自分も @himmelsjager が書いていた内容のだいたい 8 割には同意だけど、この 1 年くらいで何台かのスマホでこういうアプリを実際に酷使してみた立場から、少し補足で意見を足しておく。
結論の要約:
ほとんどの「AI クリーナー」アプリは、見た目を派手にしただけのガラクタ。役に立つものも少しはあるが、それはあくまでストレージ管理向けであって、本当の意味での「高速化」や「セキュリティ向上」にはならない。
カテゴリ別の体験談
1. 偽物の AI「ブースター」(避けたほうがいい)
Android で、こんな売り文句のアプリをいくつも試した:
- 「AI で CPU を冷却」
- 「RAM 300% アップ」
- 「ワンタップで新品同様のスマホに」
どれも例外なく:
- 24 時間ずっとバックグラウンドで動作
- 広告と課金誘導がやたら強引
- アプリを片っ端から殺して一瞬だけ速く見せるが、その後再起動で逆に遅くなる
中には、嘘の「ウイルス検出」警告を出して課金させようとするものもあったので即アンインストール。
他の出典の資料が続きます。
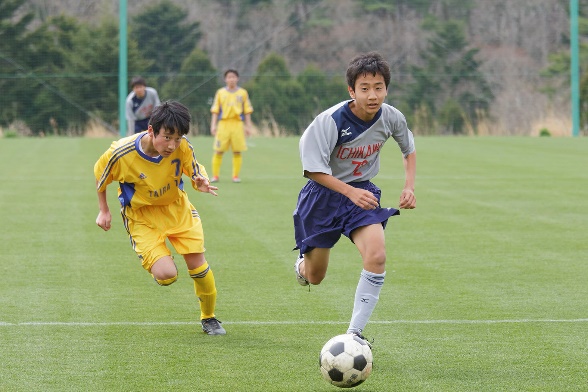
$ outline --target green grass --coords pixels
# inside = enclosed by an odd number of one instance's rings
[[[192,138],[210,166],[209,138]],[[343,333],[361,268],[345,238],[310,292],[292,273],[298,139],[251,140],[241,184],[190,190],[224,337],[191,280],[158,287],[95,225],[106,139],[0,139],[1,391],[333,391],[318,353]],[[588,390],[588,139],[418,138],[417,209],[386,230],[388,275],[357,391]],[[403,185],[384,149],[382,204]]]

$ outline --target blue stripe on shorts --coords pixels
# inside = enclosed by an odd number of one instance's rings
[[[382,191],[370,181],[349,185],[372,192],[380,202]],[[294,210],[294,249],[304,254],[313,248],[332,248],[341,234],[351,239],[353,230],[375,223],[386,228],[388,218],[398,214],[400,211],[395,208],[364,210],[342,194],[309,180],[300,191]]]

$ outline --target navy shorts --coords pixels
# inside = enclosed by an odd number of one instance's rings
[[[364,210],[339,192],[308,181],[298,195],[294,210],[294,249],[299,249],[300,254],[314,248],[332,248],[341,234],[351,239],[351,232],[359,227],[381,223],[386,228],[388,218],[400,214],[395,208],[379,206],[382,191],[370,181],[349,185],[372,192],[378,198],[378,208]]]

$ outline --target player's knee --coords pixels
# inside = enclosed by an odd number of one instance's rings
[[[153,275],[153,278],[155,279],[155,281],[157,282],[158,285],[160,285],[160,286],[169,286],[170,284],[172,284],[176,280],[178,280],[178,274],[177,273],[175,275],[172,275],[172,274],[161,274],[159,276]]]
[[[381,269],[386,266],[386,251],[384,249],[378,251],[372,251],[369,255],[366,255],[364,261],[364,267],[368,271],[374,269]]]

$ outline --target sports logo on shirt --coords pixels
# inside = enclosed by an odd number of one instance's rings
[[[342,129],[341,130],[341,137],[351,135],[351,132],[349,132],[350,129],[351,129],[351,127],[347,128],[347,129]]]

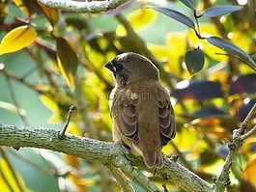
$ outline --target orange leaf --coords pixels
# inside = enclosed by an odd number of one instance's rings
[[[10,31],[0,44],[0,55],[18,51],[30,45],[37,38],[37,32],[28,25],[16,27]]]

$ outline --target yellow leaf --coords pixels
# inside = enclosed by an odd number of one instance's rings
[[[37,38],[37,32],[28,25],[10,31],[0,44],[0,55],[14,52],[30,45]]]
[[[69,87],[73,85],[73,76],[78,66],[76,50],[72,42],[63,38],[57,38],[57,61],[60,71]]]
[[[14,0],[14,2],[26,15],[29,15],[28,9],[22,0]]]

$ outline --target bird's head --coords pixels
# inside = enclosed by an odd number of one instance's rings
[[[137,80],[159,79],[156,67],[146,57],[136,53],[120,54],[105,67],[113,72],[118,85],[126,85]]]

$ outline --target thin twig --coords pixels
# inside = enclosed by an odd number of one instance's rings
[[[128,0],[77,2],[71,0],[39,0],[40,3],[49,8],[78,13],[89,12],[93,14],[114,10],[128,1]]]
[[[249,122],[251,121],[252,117],[256,113],[256,104],[253,105],[250,112],[247,114],[244,121],[241,123],[241,126],[239,129],[235,129],[233,131],[233,143],[228,145],[229,148],[229,153],[225,159],[223,168],[218,175],[218,177],[214,179],[214,185],[213,187],[213,191],[224,191],[228,185],[231,184],[229,174],[230,169],[234,165],[235,159],[238,156],[238,152],[240,149],[242,148],[244,139],[249,137],[252,133],[256,131],[256,126],[254,126],[252,129],[250,129],[248,132],[246,131],[246,128],[248,126]]]

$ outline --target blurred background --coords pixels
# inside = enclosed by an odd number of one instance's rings
[[[213,6],[243,6],[230,14],[198,18],[201,36],[227,39],[255,54],[255,4],[195,1],[198,15]],[[148,6],[194,15],[180,1],[132,0],[105,14],[84,14],[48,9],[31,0],[2,0],[2,46],[8,33],[15,39],[0,51],[0,123],[61,129],[70,106],[76,105],[68,131],[111,142],[108,96],[114,80],[104,65],[119,53],[137,52],[159,69],[176,113],[177,136],[163,152],[179,154],[179,163],[213,183],[228,153],[232,131],[255,103],[255,71]],[[185,55],[195,48],[202,50],[204,62],[200,71],[191,74]],[[255,135],[244,142],[231,171],[229,191],[255,191]],[[162,188],[162,178],[145,174]],[[169,191],[182,191],[164,182]],[[135,179],[132,184],[146,191]],[[0,186],[1,192],[120,191],[111,174],[97,162],[6,147],[0,147]]]

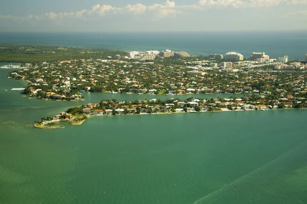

ここは @himmelsjager とは少し意見が違っていて、自分は「メーターがピカピカ光ったりロケットが飛ぶような演出があるクリーナーアプリは、ほぼ確実にゴミ」と見ている。彼らは「たいてい偽物」と言っていたけれど、自分は「ほぼ全部偽物」と言いたい。
2. 攻撃的なクリーナー系
それでも、ある程度まともで役に立つアプリもいくつかあった。たとえば:
- キャッシュファイルの削除
- 大容量動画や古いダウンロードファイルの検出
- WhatsApp / Telegram のメディア整理
こういうもので、128 GB の Android から 3〜8 GB くらいは実際に空き容量を増やせた。ただし:
- 体感できるような本当の性能アップはほとんどなし
- バックグラウンドサービスを消しすぎて通知が遅れることがある
つまり、容量確保には便利だけど「魔法の高速化薬」ではない。
3. iPhone の場合
iOS はもともと RAM 管理がかなり優秀なので、「AI で高速化」みたいな宣伝文句はほぼ全部マーケティング用の飾り。iPhone 向けクリーナーで意味があるのは、むしろ次のようなところ:
- 重複・類似写真の削除
- 溜まりまくったスクリーンショットの一括削除
- 大容量動画や忘れられた画面録画の発見
- ごちゃごちゃになった連絡先の整理
この点では Clever Cleaner App はそこそこ役に立っている。家族の iPhone 2 台に入れてみた:
- 64 GB の iPhone XR:重複・類似写真や古い画面録画を中心に 5 GB ちょっと削減
- 128 GB の iPhone 11:主に写真と適当に撮った動画から 3 GB くらい削減
変なカクつきもなく、常駐の無駄な動きも特に感じない。広告はあるが、「タップするたび広告」みたいなレベルではない。自分はこれを「セキュリティ」や「保護」目的では使わず、あくまで少し賢いファイル整理ツールとしてだけ使っている。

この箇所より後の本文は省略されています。